On 4/27/2005 4:10 AM, cyber knight Russ gave sign:
> Hi everyone,
> If I have one Applet that is cpu intensive,
[quoted text clipped - 3 lines]
> get more cpu cycles in a different frame then
> if it was in the same frame as the first?
Hello,
No, if a machine is a single-cpu then
performance will be degraded.
On a multi-cpu machines use threads
within one applet - control is easier.
If both applets and computation will be same
then each instance will use the same
amount of cpu cycles (cycles - absolute process time),
but running time may differ (performance).
You should read a little about task switching,
cycles, processes, time quantums, priorities,
and multitasking and cpus in general.
Best Regards,
Piotr Gaertig
Betty - 02 May 2005 22:52 GMT
> On 4/27/2005 4:10 AM, cyber knight Russ gave sign:
> > Hi everyone,
[quoted text clipped - 11 lines]
> On a multi-cpu machines use threads
> within one applet - control is easier.
Pls excuse my ignorance, is a multi-cpu machine
different from hyperthreading?
<snip>
Betty - 02 May 2005 22:57 GMT
> > On 4/27/2005 4:10 AM, cyber knight Russ gave sign:
> > > Hi everyone,
[quoted text clipped - 14 lines]
> Pls excuse my ignorance, is a multi-cpu machine
> different from hyperthreading?
I should mention that the reason I want to learn
about this is that I'm thinking of getting a faster
machine.
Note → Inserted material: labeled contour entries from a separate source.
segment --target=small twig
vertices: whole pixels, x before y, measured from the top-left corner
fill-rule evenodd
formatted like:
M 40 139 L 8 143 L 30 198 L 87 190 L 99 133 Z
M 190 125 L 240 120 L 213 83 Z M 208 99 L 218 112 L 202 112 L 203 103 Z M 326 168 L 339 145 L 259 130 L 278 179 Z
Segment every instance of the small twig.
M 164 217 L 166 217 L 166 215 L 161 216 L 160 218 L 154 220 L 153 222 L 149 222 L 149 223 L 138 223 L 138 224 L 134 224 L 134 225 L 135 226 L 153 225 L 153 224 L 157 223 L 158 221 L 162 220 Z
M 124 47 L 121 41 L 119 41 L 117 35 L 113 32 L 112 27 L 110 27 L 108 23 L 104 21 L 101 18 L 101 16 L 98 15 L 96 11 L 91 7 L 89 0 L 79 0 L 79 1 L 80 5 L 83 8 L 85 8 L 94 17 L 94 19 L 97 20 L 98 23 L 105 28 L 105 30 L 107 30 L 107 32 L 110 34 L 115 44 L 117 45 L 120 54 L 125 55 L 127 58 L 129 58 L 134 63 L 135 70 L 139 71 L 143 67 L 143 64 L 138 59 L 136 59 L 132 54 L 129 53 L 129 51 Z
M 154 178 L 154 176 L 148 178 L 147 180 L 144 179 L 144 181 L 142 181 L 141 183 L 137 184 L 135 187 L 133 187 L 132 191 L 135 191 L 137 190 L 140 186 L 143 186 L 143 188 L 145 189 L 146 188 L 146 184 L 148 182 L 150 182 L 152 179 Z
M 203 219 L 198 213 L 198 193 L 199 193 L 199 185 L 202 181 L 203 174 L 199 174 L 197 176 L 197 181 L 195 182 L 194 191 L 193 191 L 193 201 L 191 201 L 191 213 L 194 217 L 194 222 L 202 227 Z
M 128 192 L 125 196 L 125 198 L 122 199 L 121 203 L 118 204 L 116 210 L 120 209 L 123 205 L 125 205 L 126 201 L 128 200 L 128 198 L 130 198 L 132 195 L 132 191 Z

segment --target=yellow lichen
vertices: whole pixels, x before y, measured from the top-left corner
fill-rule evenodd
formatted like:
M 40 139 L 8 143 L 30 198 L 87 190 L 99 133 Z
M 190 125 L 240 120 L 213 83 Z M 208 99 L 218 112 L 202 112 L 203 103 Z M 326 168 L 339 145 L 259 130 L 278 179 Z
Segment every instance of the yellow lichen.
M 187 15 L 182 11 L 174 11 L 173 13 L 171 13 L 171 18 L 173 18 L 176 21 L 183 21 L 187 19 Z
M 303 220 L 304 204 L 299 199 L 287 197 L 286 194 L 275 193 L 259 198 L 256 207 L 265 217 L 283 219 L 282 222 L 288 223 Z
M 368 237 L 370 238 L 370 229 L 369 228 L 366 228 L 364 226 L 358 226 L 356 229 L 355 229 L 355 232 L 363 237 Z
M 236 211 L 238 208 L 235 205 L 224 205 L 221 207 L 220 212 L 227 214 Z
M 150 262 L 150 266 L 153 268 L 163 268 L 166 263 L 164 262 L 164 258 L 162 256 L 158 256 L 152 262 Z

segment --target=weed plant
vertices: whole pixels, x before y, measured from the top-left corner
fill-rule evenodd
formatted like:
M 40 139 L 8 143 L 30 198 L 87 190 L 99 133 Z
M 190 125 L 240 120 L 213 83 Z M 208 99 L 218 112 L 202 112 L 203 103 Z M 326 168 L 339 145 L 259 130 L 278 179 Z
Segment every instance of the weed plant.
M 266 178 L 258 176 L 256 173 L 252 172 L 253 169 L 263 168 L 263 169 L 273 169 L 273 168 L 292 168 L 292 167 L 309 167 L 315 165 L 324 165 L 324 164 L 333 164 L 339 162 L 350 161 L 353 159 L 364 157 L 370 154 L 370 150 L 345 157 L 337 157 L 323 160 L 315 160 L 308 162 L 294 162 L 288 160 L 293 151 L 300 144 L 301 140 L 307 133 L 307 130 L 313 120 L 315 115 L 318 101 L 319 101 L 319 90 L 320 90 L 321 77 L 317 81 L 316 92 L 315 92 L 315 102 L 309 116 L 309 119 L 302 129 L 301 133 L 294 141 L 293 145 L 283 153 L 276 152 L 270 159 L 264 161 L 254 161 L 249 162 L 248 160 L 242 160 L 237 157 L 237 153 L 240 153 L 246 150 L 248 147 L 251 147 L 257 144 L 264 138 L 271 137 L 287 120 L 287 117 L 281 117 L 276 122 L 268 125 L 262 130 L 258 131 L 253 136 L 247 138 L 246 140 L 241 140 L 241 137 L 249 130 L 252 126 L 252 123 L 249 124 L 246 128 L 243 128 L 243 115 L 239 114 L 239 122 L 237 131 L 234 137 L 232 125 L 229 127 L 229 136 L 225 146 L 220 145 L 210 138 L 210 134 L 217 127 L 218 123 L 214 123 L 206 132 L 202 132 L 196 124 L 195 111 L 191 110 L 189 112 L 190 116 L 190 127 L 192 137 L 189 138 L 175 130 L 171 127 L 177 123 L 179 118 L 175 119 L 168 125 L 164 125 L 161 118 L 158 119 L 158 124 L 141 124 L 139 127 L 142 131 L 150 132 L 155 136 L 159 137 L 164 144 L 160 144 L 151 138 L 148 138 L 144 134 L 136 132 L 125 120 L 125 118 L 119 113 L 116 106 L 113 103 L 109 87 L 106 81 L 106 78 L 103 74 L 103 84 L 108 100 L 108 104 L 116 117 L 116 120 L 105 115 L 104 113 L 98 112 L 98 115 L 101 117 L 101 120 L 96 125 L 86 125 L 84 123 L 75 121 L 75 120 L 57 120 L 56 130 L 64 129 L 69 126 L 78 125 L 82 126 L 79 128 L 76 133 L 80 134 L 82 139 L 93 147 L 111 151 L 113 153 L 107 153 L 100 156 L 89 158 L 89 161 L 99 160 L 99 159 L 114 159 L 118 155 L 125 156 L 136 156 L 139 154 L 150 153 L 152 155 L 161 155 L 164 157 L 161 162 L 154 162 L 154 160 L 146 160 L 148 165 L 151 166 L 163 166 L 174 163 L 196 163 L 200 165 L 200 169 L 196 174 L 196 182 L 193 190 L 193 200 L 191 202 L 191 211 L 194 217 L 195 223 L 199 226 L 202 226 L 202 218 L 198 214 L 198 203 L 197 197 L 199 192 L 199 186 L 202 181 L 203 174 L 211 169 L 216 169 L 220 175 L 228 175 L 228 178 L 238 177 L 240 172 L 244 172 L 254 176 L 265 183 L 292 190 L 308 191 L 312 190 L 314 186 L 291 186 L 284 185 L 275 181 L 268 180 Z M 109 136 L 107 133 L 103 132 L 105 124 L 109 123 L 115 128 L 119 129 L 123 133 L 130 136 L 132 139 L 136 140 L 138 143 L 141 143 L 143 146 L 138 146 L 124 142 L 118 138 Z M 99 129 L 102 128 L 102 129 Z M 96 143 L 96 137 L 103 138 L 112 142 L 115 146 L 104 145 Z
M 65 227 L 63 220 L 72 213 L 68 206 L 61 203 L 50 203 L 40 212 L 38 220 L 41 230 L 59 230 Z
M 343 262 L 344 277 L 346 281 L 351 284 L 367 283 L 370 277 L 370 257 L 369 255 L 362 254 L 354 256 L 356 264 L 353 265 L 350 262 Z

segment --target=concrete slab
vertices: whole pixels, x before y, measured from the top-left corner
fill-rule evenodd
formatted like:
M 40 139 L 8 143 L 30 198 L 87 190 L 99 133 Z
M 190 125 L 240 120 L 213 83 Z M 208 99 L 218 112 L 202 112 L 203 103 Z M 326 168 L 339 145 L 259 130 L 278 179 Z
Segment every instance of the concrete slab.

In this regard, does 'shared' memory for
video slow it down much if I am not doing games?
Piotr Gaertig /Gertas/ - 03 May 2005 00:07 GMT
On 5/2/2005 11:57 PM, cyber knight Betty gave sign
>> Pls excuse my ignorance, is a multi-cpu machine
>> different from hyperthreading?
> I should mention that the reason I want to learn
> about this is that I'm thinking of getting a faster
> machine. In this regard, does 'shared' memory for
> video slow it down much if I am not doing games?
I know it's realy OT but i answer:
About HT:
http://www.pcworld.com/news/article/0,aid,107492,00.asp
(In my opinion its next level of an optimisation -
as pipelining in the old Pentium days -
these two "logical" processors are marketing issues).
I will buy AMD64 on my next PC/notebook shopping :)
64-bit JVMs are ready :)
About shared video RAM:
Nothing special, just eats 8MB of RAM.